Der Vater beteiligte sich nicht am Revisionsrekursverfahren.

Rechtliche Beurteilung

Der Revisionsrekurs ist zulässig und auch berechtigt.

Nach einem Teil der neueren Rechtsprechung des Obersten Gerichtshofs beeinflusst die Eröffnung eines Schuldenregulierungsverfahrens über das Vermögen eines Unterhaltspflichtigen grundsätzlich die Unterhaltsbemessungsgrundlage und ist der Inhalt des Zahlungsplans bei der Ermittlung der Bemessungsgrundlage zu berücksichtigen (RIS-Justiz RS0119130).

Ob die gegen diese Rechtsprechung in der Lehre (Zencica, Konkurs der Unterhaltsbemessung, ÖA 2006, 63 [66 f]; G. Kodek, Zur Unterhaltsbemessung im Konkurs, ZAK 2006/261, 146; Neumayr, Anm zu 7 Ob 289/05h, FamZ 2006, 12; Neuhauser in Schwimann, ABGB³ § 140 Rz 57) und der Rechtsprechung zweitinstanzlicher Gerichte (LG Linz EFSlg 110.313; LG St.

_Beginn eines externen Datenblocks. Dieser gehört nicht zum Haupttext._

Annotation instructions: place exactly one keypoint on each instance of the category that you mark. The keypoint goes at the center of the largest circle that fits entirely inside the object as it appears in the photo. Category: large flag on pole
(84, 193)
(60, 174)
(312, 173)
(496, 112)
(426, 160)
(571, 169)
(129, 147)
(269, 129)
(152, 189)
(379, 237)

Pölten EFSlg 110.314; LGZ Wien EFSlg 110.315) geäußerten Bedenken berechtigt sind, kann im vorliegenden Fall dahingestellt bleiben (vgl auch 6 Ob 282/06y, 2 Ob 228/05a, 8 Ob 148/06g ua).

Dem Unterhaltsberechtigten steht nämlich auch nach diesem Rechtsprechungszweig jedenfalls ein monatlicher Unterhalt in der Höhe zu, wie er sich aufgrund einer Berechnung nach der sogenannten Differenzmethode nach der Differenz der Existenzminima nach den §§ 291a und 291b Abs 2 EO ergibt, auch wenn eine Unterhaltsberechnung nach der sogenannten Prozentsatzmethode wegen der grundsätzlichen Abzugsfähigkeit der Abschöpfungsbeträge einen geringeren Unterhaltsbeitrag ergäbe (2 Ob 192/06h [3. Senat] = RIS-Justiz RS0121675 = RS0119114 [T6]; 3 Ob 19/07a = RS0119130 [T6]). Dies gilt ebenso für Schuldenrückzahlungsraten entsprechend einem konkursgerichtlich genehmigten Zahlungsplan (3 Ob 19/07a = RIS-Justiz RS0121675 [T2] = RS0119114 [T7] = RS0119130 [T7]).

Wie der Revisionsrekurswerber zutreffend ausführt, findet beim festgestellten Einkommen von 1.589,36 EUR der vom Erstgericht zuerkannte monatliche Betrag von 294 EUR in der Differenz zwischen den Existenzminima (nach den §§ 291a und 291b Abs 2 EO) jedenfalls Deckung.

Es war daher der Beschluss des Erstgerichts wiederherzustellen.